De visserij moet een beslissende stem krijgen bij de planning van windturbineparken op zee. Dat staat in een conceptrapport dat donderdag wordt besproken in de visserijcommissie van het Europees Parlement.
Het rapport is opgesteld door de Nederlandse Europarlementariër Peter van Dalen (ChristenUnie). Hij deed de afgelopen maanden onderzoek naar de gevolgen van de uitrol van wind op zee voor de visserij.
„Het aantal windparken op zee lijkt fors toe te nemen, met name op de Noordzee. Dit kan ervoor zorgen dat visgebieden waar generaties lang gevist is, veel minder toegankelijk worden”, zegt Van Dalen. Verder wil hij voorafgaand aan de commissievergadering geen commentaar geven op zijn rapport. „Ik vind het gepast om mijn plannen eerst daar te bespreken.”
Voorzorgsbeginsel
Uit het rapport blijkt dat er tot nu toe te weinig bekend is over de economische en sociaal-culturele effecten van de komst van steeds meer windparken op zee voor de visserij.
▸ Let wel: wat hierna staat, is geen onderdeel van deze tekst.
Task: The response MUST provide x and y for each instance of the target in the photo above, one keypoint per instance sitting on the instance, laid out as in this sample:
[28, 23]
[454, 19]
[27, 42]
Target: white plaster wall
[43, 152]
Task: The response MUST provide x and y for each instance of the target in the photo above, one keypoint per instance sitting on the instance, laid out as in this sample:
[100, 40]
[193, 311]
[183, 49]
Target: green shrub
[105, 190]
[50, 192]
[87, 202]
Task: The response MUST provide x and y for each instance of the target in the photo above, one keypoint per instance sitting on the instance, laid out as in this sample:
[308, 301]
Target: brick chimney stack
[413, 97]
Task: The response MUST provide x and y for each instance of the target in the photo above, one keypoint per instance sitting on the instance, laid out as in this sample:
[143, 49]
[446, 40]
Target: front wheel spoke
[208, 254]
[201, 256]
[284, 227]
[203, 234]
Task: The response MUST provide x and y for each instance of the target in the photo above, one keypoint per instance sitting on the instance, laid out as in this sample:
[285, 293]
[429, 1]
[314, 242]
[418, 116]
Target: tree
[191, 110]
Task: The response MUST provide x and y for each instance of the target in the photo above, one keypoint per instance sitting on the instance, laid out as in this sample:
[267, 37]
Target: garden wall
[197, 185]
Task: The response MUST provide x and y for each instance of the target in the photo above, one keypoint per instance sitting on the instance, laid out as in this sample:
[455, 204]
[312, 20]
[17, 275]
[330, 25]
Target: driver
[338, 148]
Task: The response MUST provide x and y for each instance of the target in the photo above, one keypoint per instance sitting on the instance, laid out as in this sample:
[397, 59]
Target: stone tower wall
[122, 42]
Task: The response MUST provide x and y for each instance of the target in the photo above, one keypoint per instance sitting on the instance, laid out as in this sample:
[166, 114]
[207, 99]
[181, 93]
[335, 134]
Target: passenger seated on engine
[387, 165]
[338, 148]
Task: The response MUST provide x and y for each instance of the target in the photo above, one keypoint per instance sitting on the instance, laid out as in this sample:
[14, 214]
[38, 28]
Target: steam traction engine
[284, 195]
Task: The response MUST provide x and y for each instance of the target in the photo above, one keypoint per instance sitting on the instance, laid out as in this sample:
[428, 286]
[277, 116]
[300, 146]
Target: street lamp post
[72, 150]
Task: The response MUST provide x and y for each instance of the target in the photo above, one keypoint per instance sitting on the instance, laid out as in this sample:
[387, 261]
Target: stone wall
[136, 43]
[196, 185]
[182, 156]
Daarom dient volgens Van Dalen het voorzorgsbeginsel van toepassing te zijn. Europese wetgeving zou dat vereisen. Dit betekent dat parken alleen gebouwd mogen worden als negatieve effecten zijn uitgesloten.
Tot nu toe wordt wél gekeken naar mogelijke negatieve gevolgen voor het milieu en voor het leven in zee. Dat rijtje moet worden uitgebreid met de economie, vindt Van Dalen. Hij wijst erop dat de visserij „van uitermate groot belang” is voor lokale vissersgemeenschappen. „Elke visser op zee genereert ongeveer vijf banen aan de wal”, schrijft hij in zijn rapport.
„Windmolen op zee draait meestal wél”
Inperking
Ongeveer 80 procent van alle visserijbedrijven in de Europese Unie zijn kleinschalige, traditionele familie-ondernemingen. Het rapport noemt de vissers de oudste gebruikers van de zee. „Al eeuwenlang zorgen zij voor gezond en duurzaam voedsel met een lage koolstofafdruk. Impact op visserij betekent impact op hun bedrijven, families en de kustgemeenschappen.”
De sector heeft al langer te lijden onder inperking van visgebieden. Het rapport wijst op uitbreiding van scheepvaartroutes, militaire zones, beschermde natuurgebieden en de olie- en gaswinning. De bouw van extra windparken komt daar nog bij.
In veel windparken is visserij niet of slechts beperkt toegestaan. Daarnaast is het mogelijk dat vis wegtrekt uit gebieden met veel windturbines. Met name kleinschalige vissers hebben onvoldoende financiële draagkracht om hun werkterrein te verleggen naar visgronden verder van de kust of om te schakelen naar andere vismethoden, voorziet het rapport.
Geluid
Overigens zijn de gevolgen van wind op zee voor dieren en planten ook nog te weinig onderzocht, schrijft Van Dalen. Hij wijst onder meer op veranderingen in water- en luchtstromen, geluid en elektromagnetische velden. Onderwatergeluid in de bouwfase van de windturbines kan bijvoorbeeld leiden tot gehoorbeschadiging en oriëntatieverlies bij vissen. Daardoor kunnen ze geen voedsel meer vinden en de paai- en broedgebieden niet meer bereiken.
De Europese Unie wil de productie van windenergie op zee de komende decennia sterk uitbreiden. Dat past bij het streven om tegen 2050 ”klimaatneutraal” te zijn. Op dit moment wekken 110 windparken in de Europese zeeën 22 gigawatt aan energie op, waarvan 70 procent in de visrijke Noordzee. De parken beslaan samen een oppervlakte van 5000 vierkante kilometer.
Om het klimaatdoel te halen, moet de productie van windenergie op zee over dertig jaar tussen 240 en 450 gigawatt bedragen, schat de Europese Commissie. Het bestuur van de EU heeft volgens het rapport beloofd daarbij rekening te houden met de belangen van andere gebruikers van de zee, zoals de visserij.
Vissers tegen Noordzeeakkoord
In Nederland zijn de visserijorganisaties VisNed en Nederlandse Visserbond betrokken geweest bij de voorstellen voor het Noordzeeakkoord. Daarin hebben overheid, milieuorganisaties, havens en de energie-industrie afspraken gemaakt over het gebruik van de Noordzee in de komende tien jaar. Het kabinet stelt 119 miljoen euro beschikbaar voor sanering en verduurzaming van de vissersvloot. Na raadpleging van de achterban hebben de visserijorganisaties zich echter teruggetrokken. Volgens hen is er onvoldoende perspectief voor vissers die visser willen blijven.
Vissersbondvoorzitter Johan Nooitgedagt is het „voor 200 procent” met Van Dalens voorstel eens. „Als het zo doorgaat op de Noordzee kan straks de laatste visser het licht uitdoen”, zegt hij. Ook waarnemend VisNed-voorman Kees van Beveren spreekt van „een goed plan.”
Nooitgedagt is positief over de kans van slagen van Van Dalen: „Ik denk dat het hem gaat lukken.” Van Beveren is somberder. „De realiteit zal wel zijn dat de klimaatdoelstelling zwaarder weegt dan de visserij”, vreest hij.